Она говорила так, словно пыталась разубедить самою себя.

Маркиз с деланной небрежностью согласился:

— Конечно, я уверен, что вы правы. В наших местах браконьеры — просто бич. А может, я ищу грабителя с большой дороги. Говорят, здесь есть один, он прячется в лесах в другой части имения. Я уже несколько лет пытаюсь его поймать.

Говоря это, он видел, как румянец возвращается на ее щеки.

— Вам не из-за чего плакать, — продолжал Алтон успокаивать ее.

— Конечно, вы правы, — ответила девушка. — Просто я такая глупая. Я, наверное, спутала вашу судьбу с чьей-нибудь еще. Право же, я совсем не удивлюсь, если все, что я вам наговорила, — просто бред от начала до конца.

— Это отучит вас предсказывать судьбу незнакомым джентльменам, которым любопытно узнать свое будущее, — пошутил маркиз.

Сильвина рассмеялась этим словам, но он заметил, что слезы все еще блестят у нее на щеках и дрожат на кончиках ресниц.

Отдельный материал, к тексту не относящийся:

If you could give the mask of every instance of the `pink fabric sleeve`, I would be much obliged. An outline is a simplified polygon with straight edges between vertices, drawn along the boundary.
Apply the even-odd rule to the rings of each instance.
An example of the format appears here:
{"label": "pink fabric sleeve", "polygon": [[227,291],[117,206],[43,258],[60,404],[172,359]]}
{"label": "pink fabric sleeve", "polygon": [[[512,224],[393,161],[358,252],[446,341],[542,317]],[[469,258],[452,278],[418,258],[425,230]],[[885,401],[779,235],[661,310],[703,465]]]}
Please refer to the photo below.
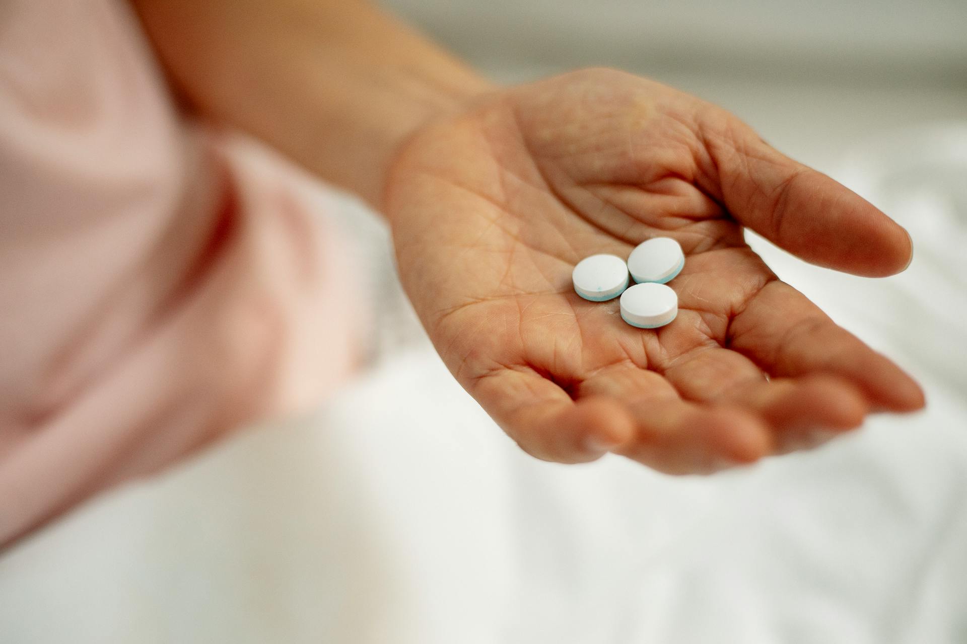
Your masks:
{"label": "pink fabric sleeve", "polygon": [[345,378],[318,189],[190,125],[124,3],[0,6],[0,545]]}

Алтон достал из кармана носовой платок и протянул ей. Девушка взяла его, заметив, что он сделан из тончайшего полотна и пахнет лавандой, и утерла слезы.

— Мне очень стыдно, — сказала Сильвина. — папа всегда говорил, что джентльмены терпеть не могут сцен, а я вам отплатила слезами за всю вашу доброту.

— Никаких сцен не было, — отозвался маркиз. — Был только недолгий ливень, после которого солнце светит еще ярче.

Сильвина улыбнулась.

— Вы ударились в поэзию, сэр Юстин. Если вы не будете сдерживать себя, вам придется отправиться в Лондон и ухаживать за знатными дамами, которые любят, чтобы в их честь слагались оды и которые ожидают, что с утра до вечера им будут говорить комплименты.

— Вы думаете, мне это не понравится? — спросил маркиз.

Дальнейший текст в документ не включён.